Syrian medical students study German in hopes of move abroad

BERLIN (AFP): His medical studies in Syria keep Mohammed Shasho busy enough but whenever he can he also pores over German vocabulary and grammar points in hopes of a move to Europe.

Like many youngsters in the war-ravaged country, he dreams of joining the almost one million Syrians already in Germany to advance his education and perhaps find work there.

“German is very difficult to learn, especially because it is not taught by native speakers in Syria,” said the 23-year-old who regularly studies German textbooks and video tutorials.

The effort will be “worth it… once I set foot in Germany”, Shasho told AFP in the quiet courtyard of a Damascus health clinic where he volunteers.

German classes have proliferated in recent years in Syria where the vast majority of foreign language students had until recently opted for English or French.

Germany has become a coveted destination for aspiring Syrian doctors who want to study and work away from their homeland, ravaged by conflict and a crushing economic crisis.

Since the war began in 2011, dozens of new German language centres have sprung up in Syria’s government-controlled areas, catering to new interest.

While Syrians have a hard time obtaining visas for many countries, medical students and doctors can have an easier time if their destination is looking for skilled health workers.

But for Germany, Shasho and others like him must first be able to demonstrate an advanced language level.

– Soaring demand –

He and his friend Jaafar Mustafa, also 23, both sixth-year medical students at Damascus University, revised together to improve their language skills during a break at the clinic.

Germany is “the easiest and safest destination” for Syrians, said Mustafa, adding that qualifications from the country were highly regarded.

“There is a big Syrian community there, so I will not feel alienated,” he told AFP. “All of my friends have either travelled, are preparing to travel, or are thinking about it.”

Years of devastating conflict have forced around half of Syria’s pre-war population from their homes. Millions have fled to neighbouring countries or to Europe.

Some 924,000 Syrians now live in Germany compared with around 118,000 at the end of 2014, according to the German office for migration and refugees.

At the Arabic Centre in Damascus — one of the oldest foreign language institutes in the Syrian capital — director Abdullah Saleh said students were mainly interested in learning English and French until around 2013.

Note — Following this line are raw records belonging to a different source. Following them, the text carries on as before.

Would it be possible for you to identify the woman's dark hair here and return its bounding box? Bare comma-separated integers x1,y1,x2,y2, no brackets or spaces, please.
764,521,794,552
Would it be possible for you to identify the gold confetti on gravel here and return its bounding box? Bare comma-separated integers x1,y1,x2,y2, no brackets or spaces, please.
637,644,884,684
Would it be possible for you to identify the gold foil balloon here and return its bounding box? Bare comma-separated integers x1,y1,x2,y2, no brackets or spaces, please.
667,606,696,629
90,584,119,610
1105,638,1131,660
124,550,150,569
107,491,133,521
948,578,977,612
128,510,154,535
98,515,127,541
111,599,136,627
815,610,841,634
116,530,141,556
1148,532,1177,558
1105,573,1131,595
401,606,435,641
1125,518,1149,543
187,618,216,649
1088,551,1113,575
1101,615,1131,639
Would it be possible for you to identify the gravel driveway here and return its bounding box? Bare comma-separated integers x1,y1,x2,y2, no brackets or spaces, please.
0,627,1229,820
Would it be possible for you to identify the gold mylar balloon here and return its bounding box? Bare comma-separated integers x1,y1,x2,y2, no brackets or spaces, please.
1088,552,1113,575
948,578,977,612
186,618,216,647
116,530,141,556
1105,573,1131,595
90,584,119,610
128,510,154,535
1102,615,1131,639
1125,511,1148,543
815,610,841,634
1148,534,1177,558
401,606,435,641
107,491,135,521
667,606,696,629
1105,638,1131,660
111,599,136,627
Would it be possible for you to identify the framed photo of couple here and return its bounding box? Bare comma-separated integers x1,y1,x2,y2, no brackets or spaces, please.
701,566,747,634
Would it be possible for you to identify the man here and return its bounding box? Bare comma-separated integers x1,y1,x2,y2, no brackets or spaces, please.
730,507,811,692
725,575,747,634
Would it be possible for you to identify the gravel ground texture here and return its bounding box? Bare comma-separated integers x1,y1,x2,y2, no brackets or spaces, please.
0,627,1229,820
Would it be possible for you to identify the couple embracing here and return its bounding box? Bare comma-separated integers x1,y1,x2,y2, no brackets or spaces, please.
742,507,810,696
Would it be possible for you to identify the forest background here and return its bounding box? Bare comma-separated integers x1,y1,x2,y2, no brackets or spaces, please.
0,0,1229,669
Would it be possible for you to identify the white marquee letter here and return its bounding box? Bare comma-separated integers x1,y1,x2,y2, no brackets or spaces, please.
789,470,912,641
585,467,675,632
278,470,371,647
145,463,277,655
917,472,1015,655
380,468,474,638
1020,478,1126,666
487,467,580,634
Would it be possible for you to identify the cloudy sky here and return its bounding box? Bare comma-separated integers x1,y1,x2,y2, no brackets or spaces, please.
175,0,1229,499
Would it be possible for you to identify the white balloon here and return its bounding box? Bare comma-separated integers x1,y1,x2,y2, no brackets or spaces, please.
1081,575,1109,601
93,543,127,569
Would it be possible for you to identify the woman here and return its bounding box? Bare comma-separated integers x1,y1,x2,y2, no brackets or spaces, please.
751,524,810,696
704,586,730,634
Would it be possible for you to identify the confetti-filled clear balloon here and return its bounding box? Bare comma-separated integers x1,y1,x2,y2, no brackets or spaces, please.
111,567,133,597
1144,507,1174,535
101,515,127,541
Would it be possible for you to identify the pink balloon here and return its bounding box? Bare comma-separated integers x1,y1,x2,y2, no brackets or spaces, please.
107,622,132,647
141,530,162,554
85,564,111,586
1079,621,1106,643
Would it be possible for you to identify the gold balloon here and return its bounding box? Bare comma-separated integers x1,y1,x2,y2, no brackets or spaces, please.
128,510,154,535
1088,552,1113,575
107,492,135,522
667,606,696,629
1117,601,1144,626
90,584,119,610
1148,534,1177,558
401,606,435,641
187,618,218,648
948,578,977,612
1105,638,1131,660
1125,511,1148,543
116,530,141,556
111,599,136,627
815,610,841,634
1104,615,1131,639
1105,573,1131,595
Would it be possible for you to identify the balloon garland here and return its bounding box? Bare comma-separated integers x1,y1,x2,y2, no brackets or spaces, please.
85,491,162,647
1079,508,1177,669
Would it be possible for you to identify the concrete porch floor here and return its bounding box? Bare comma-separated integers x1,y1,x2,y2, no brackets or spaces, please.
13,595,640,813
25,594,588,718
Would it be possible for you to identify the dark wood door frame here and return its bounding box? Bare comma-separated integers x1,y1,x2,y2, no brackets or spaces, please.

Before the war, “the Goethe Institute in Damascus was the only institution specialised in teaching German”, Saleh told AFP, but today “there are more than 80 centres” teaching the language.

Last year, more than 1,000 people registered to learn German at Saleh’s institute, 70 percent of them medical students or professionals.

– ‘Alarm bells’ –

Teacher Omar Fattouh, a graduate in German literature at Damascus University, wrote points on a whiteboard at the institute while a group of students, many of them women, followed his class.

He said he now teaches around 100 students a day at several language schools in the capital.

Most pupils are “seeking family reunification” in Germany or are “university students — mostly studying medicine”, Fattouh said.

Around 5,400 Syrian physicians were working in Germany in 2021, topping the list of foreign practitioners ahead of Romanians, Greeks and Austrians, according to the German Medical Association.

Syrian officials and physicians have expressed concern about the medical brain drain, with education ministry official Fadia Deeb admitting that the exit of doctors is “a reality”.

Syria is experiencing a shortage of oncologists, radiologists, anaesthetists and physiotherapists, she told local radio in May last year, blaming the country’s economic crisis.

Nabugh al-Awa, a professor and former dean of medicine at Damascus University, said students now started learning German in their first years of university.

“This raises alarm bells because it’s the first sign that they are preparing to leave,” said the 69-year-old, who has been teaching for three decades.

He expressed disappointment at seeing many from the next generation of doctors and nurses go abroad.

“It saddens me that we are losing our students, our children, who were supposed to follow in our footsteps,” he said.